Answer by Florent D. ·
Hi Ian,
using our UEM terminology, a visit is a group of user actions for a single user.
A user action could be for instance one of the following:
- loading a page
- clicking on a button
Basically anything that requires a human intervention (use the mouse, keyboard).
Each action could comprise of several web request (html page+images for instance).
Visits are tracked separately for every single user.
I hope this helps.
Flo
Answer by Florent D. ·
my previous answer applies to UEM visits only (i.e via a cookie). Without UEM, you have to build measures to track SESSIONIDs so something similar.
Answer by Ian M. ·
Sorry I didn't see your full response so visits are identifed by cookies rather than IP. This is good to hear as I would expect a load test to be handled in the same way as real users in terms of unique visits. What is the visit timeout value and is this configuable?
yes you can configure it under your profile/user experience/pick the relevant application tab if you have more than one/"visit ends after user has been inactive for". The maximum is 60 minutes.
Best practice dictates that it should match your application session timeout.
Answer by Florent D. ·
Visits are unique for each user because we rely on a cookie and not the IP address.
The only case where you would see 2 visits for the same user would be if the user was inactive for a period of time (visit time out) and comes back later on.
Answer by Ian M. ·
Following on from my reply in performance testing terms a given load may be generated by only a few IP's (one per load injector platform) conmpared to hundreds of real users. Would this have any effect on how dynaTrace determines Visits and User Actions?

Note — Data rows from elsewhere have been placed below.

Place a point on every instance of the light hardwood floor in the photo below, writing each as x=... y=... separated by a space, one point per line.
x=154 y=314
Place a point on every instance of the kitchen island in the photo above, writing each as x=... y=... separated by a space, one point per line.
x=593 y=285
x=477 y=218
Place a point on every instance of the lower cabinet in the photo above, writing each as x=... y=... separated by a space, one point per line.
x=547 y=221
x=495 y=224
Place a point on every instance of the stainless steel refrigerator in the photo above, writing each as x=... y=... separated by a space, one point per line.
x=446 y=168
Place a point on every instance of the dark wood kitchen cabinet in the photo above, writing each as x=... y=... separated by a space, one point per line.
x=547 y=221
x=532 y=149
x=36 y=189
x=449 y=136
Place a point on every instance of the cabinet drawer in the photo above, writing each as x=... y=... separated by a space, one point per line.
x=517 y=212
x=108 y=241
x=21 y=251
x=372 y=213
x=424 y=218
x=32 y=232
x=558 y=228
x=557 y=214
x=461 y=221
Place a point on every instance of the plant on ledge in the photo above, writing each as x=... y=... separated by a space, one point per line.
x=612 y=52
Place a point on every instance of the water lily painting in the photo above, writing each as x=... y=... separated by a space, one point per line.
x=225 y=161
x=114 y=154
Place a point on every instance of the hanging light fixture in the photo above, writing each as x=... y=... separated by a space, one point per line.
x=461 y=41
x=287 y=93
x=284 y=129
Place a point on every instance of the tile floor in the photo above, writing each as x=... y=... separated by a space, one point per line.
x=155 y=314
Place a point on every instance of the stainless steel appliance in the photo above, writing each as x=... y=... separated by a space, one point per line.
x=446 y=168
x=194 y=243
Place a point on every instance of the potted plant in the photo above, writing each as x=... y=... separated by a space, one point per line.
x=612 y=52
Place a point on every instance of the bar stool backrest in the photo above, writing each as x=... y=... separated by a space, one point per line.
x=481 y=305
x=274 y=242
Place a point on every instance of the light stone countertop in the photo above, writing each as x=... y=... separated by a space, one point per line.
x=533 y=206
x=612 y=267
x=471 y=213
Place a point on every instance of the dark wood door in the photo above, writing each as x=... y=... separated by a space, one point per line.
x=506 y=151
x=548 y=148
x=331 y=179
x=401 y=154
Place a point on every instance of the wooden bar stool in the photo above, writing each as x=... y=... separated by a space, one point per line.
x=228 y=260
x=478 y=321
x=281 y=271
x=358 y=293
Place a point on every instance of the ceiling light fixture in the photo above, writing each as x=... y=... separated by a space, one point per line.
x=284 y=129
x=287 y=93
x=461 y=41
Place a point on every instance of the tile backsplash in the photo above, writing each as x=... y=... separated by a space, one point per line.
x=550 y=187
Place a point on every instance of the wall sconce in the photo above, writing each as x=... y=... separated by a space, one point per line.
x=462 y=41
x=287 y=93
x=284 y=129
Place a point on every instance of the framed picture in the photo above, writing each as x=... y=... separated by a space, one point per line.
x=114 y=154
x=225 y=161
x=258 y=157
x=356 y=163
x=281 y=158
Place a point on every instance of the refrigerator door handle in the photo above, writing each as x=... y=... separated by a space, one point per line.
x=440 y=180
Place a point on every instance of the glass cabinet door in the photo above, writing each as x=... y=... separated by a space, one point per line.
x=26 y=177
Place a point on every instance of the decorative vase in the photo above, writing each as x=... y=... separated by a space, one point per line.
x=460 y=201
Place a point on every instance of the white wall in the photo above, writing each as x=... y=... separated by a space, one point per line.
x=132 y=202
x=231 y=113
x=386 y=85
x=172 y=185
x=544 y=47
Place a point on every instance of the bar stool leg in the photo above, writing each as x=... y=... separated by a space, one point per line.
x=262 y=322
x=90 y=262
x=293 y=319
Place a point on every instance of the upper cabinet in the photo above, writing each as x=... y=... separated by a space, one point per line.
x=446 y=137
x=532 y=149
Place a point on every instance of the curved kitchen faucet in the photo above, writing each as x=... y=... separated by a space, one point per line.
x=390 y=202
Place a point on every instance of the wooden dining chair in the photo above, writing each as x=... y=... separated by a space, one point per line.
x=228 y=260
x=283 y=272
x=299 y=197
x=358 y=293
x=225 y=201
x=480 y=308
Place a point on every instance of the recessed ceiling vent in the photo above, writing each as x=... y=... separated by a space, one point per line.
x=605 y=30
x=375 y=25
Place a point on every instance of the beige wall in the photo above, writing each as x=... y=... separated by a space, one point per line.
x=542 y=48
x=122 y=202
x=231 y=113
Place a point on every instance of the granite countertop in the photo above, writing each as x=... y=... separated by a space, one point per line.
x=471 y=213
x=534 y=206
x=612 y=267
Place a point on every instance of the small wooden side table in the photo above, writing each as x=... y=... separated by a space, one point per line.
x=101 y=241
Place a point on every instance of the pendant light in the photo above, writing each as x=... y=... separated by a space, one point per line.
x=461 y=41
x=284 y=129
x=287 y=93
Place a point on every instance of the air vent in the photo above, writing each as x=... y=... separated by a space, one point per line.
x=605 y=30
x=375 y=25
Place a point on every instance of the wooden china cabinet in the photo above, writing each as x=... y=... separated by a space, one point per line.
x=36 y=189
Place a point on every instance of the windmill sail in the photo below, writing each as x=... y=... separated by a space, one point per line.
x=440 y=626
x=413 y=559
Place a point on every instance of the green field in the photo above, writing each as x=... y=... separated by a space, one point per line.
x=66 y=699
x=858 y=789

Most performance testing tools will not emulate a browser so UEM data will not be available (they just fire web requests without actually rendering them).
To get UEM data the injector must run javascript.
Answer by Ian M. ·
Hi Florent, Thanks for the information. I am attempting to use dynaTrace to come up with a load model for performance testing. I can tell the highest number of web requests in a given timeframe but I need to also understand how many unique visits and user actions resulted in the peak number of web requests. Is it safe to assume that each visit is orginating from a unique client IP or could the same IP be responsible for multiple visits in a given timeframe?